Он ничего не ответил, ерошил волосы жены и ждал, пока она выплачется. У него не было ни сил, ни желания еще раз повторять то, о чем уже поговорил с друзьями; он прижимал к себе дорогую головку и кусал губы. Потом смахнул невольно брызнувшую слезу и попросил:
— Хватит.
— Тебе очень больно?
— Ничего, люди не такую боль переносят, — не мог найти слов поласковее, чувствовал, что, допусти он малейшую слабость, тут же примется жалеть себя, а потом, чего доброго, начнет вторить всхлипывающей жене. — Лучше скажи: что дома? — Он страшно соскучился по простому, ни к чему не обязывающему разговору о выкрошившейся штукатурке на кухне, об отскочившей половице или о бешеных ценах на рынке.
— Саулюс, почему ты от меня все скрываешь? Ведь я знаю. Сразу после аварии заходил капитан милиции. Он спрашивал, сколько ты выпил, чем занимался перед дорогой, подробно рассказал, что и как случилось, и пообещал сделать все, чтобы твою фотографию не вывесили на стенде «За движение без опасности».
«Боже, оказывается, и эта жертва уже не нужна, — кольнула в сердце мысль. — Опоздал», — хотел быть строгим, но не выдержал:
— Тогда почему плачешь, если все знаешь?
— Как ты можешь, Саулюс?
— Могу… Пусть они хоть что говорят, но я все равно встану.

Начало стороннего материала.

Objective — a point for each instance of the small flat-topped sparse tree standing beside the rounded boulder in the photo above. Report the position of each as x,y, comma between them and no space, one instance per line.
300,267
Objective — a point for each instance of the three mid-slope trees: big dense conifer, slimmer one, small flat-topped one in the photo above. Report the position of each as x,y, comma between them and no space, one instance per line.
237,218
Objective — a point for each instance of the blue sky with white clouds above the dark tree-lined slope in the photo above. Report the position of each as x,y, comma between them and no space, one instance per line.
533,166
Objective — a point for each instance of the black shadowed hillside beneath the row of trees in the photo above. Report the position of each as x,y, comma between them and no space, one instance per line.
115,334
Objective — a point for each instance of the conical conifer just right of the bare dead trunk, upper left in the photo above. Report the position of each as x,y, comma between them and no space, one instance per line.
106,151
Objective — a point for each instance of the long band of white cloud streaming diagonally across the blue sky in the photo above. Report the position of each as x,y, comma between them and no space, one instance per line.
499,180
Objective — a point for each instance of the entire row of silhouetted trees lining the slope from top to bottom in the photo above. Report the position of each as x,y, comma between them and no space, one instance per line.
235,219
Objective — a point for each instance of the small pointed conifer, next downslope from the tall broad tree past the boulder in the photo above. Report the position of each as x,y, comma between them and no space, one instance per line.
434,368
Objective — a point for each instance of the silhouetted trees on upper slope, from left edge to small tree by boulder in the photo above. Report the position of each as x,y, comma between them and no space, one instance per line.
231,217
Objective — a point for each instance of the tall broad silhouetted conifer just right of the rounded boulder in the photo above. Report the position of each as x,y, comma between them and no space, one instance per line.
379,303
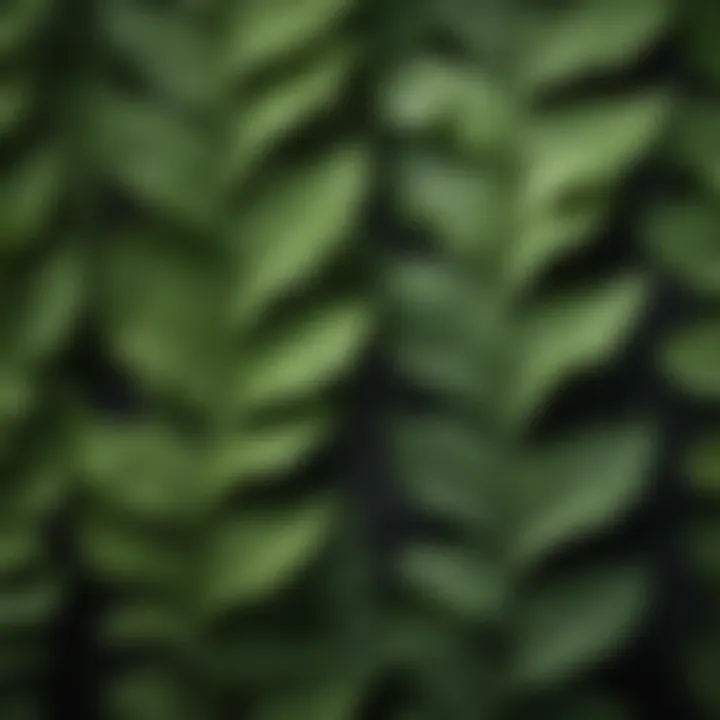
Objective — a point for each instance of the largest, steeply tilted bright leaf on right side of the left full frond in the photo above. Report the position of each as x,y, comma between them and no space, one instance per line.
296,227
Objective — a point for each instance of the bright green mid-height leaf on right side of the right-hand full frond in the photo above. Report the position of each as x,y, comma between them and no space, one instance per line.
574,334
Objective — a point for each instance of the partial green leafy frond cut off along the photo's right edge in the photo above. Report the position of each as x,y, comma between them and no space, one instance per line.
682,237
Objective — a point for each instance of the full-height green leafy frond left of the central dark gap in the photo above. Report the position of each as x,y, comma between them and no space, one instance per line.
242,180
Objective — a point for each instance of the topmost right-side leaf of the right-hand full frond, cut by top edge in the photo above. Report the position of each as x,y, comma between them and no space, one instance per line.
595,35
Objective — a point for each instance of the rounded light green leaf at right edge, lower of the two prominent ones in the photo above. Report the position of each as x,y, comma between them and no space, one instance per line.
691,359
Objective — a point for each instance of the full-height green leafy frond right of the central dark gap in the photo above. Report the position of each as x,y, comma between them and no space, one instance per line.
504,179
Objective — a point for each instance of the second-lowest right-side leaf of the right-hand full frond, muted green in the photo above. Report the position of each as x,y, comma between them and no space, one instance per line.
579,486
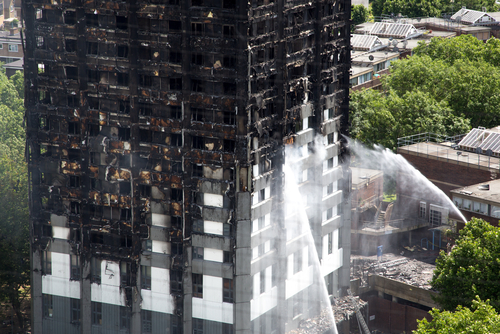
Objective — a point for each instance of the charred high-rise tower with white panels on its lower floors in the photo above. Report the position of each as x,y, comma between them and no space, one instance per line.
156,134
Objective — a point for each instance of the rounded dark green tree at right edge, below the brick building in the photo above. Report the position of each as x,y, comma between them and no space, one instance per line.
471,269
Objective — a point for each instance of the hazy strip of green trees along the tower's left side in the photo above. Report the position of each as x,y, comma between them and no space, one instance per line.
14,212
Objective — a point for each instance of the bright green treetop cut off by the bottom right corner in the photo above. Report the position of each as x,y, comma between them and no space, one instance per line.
480,319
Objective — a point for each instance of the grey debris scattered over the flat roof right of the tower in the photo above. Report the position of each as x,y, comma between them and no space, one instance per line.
399,268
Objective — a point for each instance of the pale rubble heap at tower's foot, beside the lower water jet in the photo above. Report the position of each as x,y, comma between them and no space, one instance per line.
343,310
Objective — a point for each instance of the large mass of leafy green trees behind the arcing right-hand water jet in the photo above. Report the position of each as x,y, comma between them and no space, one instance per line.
446,87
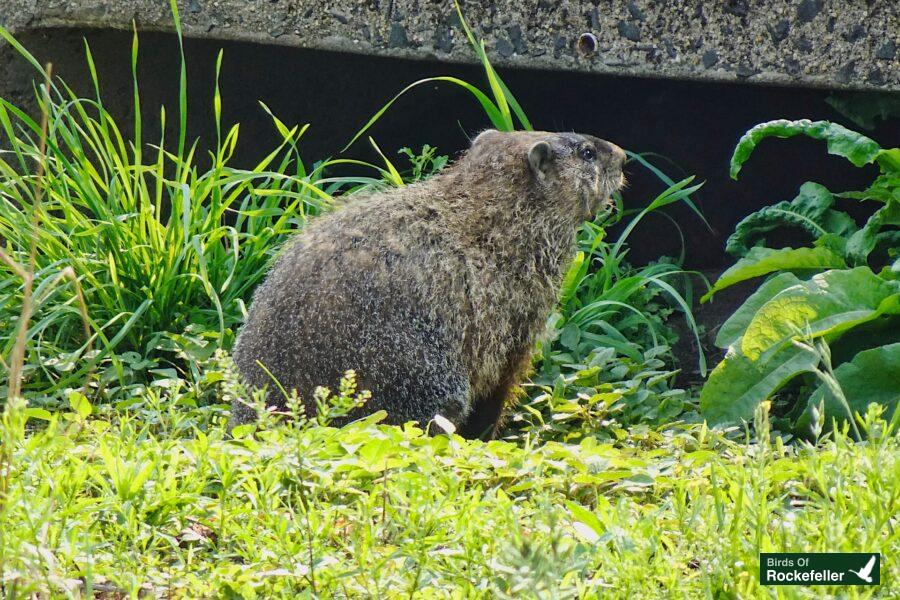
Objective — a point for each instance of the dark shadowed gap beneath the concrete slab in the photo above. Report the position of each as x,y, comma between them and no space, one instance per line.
694,124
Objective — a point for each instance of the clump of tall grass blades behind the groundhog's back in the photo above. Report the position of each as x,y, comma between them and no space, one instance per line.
158,239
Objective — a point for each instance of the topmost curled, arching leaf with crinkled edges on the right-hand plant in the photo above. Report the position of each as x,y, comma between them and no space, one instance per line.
855,147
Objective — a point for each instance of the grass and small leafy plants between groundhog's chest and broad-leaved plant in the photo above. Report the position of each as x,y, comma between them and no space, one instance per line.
601,366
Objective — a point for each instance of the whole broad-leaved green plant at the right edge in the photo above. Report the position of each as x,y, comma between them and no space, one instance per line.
827,293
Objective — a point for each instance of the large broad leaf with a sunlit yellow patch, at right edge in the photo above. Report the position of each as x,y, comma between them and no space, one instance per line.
829,303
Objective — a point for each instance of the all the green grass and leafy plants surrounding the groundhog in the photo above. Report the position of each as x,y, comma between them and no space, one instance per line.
127,266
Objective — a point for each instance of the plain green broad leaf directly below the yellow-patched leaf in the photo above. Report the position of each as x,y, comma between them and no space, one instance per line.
737,385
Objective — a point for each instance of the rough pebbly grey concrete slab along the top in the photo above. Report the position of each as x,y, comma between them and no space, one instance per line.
823,43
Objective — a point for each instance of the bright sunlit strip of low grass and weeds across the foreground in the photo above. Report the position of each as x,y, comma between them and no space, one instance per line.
155,500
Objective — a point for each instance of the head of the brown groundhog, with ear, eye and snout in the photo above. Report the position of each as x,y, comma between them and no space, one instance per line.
579,171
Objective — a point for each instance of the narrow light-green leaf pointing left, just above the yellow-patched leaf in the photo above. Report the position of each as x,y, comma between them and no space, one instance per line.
762,261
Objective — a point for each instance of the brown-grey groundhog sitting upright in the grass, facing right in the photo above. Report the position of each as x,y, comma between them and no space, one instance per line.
434,293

— Я верю, ты обязательно встанешь, но, Саулюкас, будь искренним… — Ее все еще раздражало воспоминание о пьяном разговоре мужа со Стасисом. — Ведь ты чувствовал, просто знал, понимал, что от этого человека несет бедой, почему же опять поехал туда?
— Чувствовал… И понимал, но не превращаться же мне в бабу, я был обязан сопротивляться этому предчувствию. Кроме того, Грасите, я не ради него.
— Саулюкас…
— Ты не забывай, милая, я мужчина.
«Будь ты мужчиной, будь, но почему ты не хочешь понять меня? Я — женщина, и как ты ко мне прикоснешься, так и зазвеню, — она вспоминала слова, когда-то оброненные мужем. — И не для кого-нибудь другого, только для тебя, милый, только для тебя», — хотела сказать об этом вслух, но застеснялась посторонних.